As hub leader, Jaboneta is tasked to facilitate group meetings. The core group, aside from building a network with other Global Shapers abroad, are expected to initiate local projects as well.
One of their plans is to put up a mentoring program by linking with the Ayala Young Leaders Congress, and help aspiring youth leaders formulate their own projects.
“We’re also thinking of bringing in mentors like Nelson Mandela, and take them around different schools here in the country,” said Jaboneta.
More Global Shapers
Mildred Ople, Hagonoy Young Leaders Program (HYLEAP) program manager
“The real battle is in the countryside,” says Ople, whose passion is developing community-based, volunteer-driven youth leadership programs, especially in her town, Hagonoy in Bulacan. She is also a law student at Arellano University.
Dr. Bryan Albert Lim, Asian Institute of Management Zuellig Center for Asian Business Transformation program consultant
Lim is a UP College of Medicine graduate and is a general physician in San Pablo, Laguna. His advocacy is to provide quality healthcare to the less fortunate. He is taking up his Masters in Development Economics at UP Diliman. He is also a UP Universal Health Care Study Group research associate, and one of the key forces behind the Quisumbing-Escandor Film Festival for Health.
Ponce Ernest Samaniego, Outliers Inc. CEO
“Outliers is in service of those who serve,” said Samaniego.

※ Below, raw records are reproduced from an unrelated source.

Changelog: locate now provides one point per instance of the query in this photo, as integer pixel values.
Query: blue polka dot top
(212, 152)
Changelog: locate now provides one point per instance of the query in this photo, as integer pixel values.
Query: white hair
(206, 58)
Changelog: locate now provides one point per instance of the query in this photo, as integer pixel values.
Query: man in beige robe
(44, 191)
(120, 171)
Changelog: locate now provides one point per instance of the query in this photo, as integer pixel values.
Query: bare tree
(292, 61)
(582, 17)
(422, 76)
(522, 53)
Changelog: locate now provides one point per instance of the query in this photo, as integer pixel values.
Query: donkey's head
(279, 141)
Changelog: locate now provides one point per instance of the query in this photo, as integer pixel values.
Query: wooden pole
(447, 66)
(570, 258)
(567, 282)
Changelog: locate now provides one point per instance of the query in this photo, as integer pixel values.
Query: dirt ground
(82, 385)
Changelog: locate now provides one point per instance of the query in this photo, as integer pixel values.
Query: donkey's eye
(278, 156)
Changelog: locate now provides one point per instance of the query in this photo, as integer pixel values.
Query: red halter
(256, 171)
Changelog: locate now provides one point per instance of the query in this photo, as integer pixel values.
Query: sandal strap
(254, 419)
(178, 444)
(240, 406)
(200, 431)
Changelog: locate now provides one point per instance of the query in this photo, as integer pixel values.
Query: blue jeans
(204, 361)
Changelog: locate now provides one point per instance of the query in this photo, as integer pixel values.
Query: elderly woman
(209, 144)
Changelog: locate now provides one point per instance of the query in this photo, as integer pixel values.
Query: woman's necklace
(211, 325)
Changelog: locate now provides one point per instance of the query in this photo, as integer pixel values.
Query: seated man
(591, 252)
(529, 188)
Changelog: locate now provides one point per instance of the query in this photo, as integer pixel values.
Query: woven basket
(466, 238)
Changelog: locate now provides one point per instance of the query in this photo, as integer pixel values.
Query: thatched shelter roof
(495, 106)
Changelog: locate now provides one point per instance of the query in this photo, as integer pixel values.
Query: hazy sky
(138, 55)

The social enterprise helps nonprofit organizations through “market-based approaches, either to increase their impact or make them more sustainable.” Outliers Inc., which Samaniego co-founded in his senior year in UP Diliman, is supported by the Starbucks Foundation.
Bianca Gonzalez, ABS-CBN TV host
Aside from her ventures in show biz, Gonzalez is also a Unicef Philippines Special Advocate for Children. “Sometimes I feel, because of the industry that I’m in, that what I’m doing is so superficial compared to the others (Global Shapers),” she said. “But if I can use whatever influence I have to spread to all the young people online, in the magazines or newspapers what these amazing people do, then I will be fulfilled.”
Alexandra Amanda Eduque, Habitat for Humanity Philippines Youth Council founder and chair
Eduque has been involved with Habitat for around seven years, and is one of its youth ambassadors. She hopes to come up with more programs that will “foster leadership among the youth.”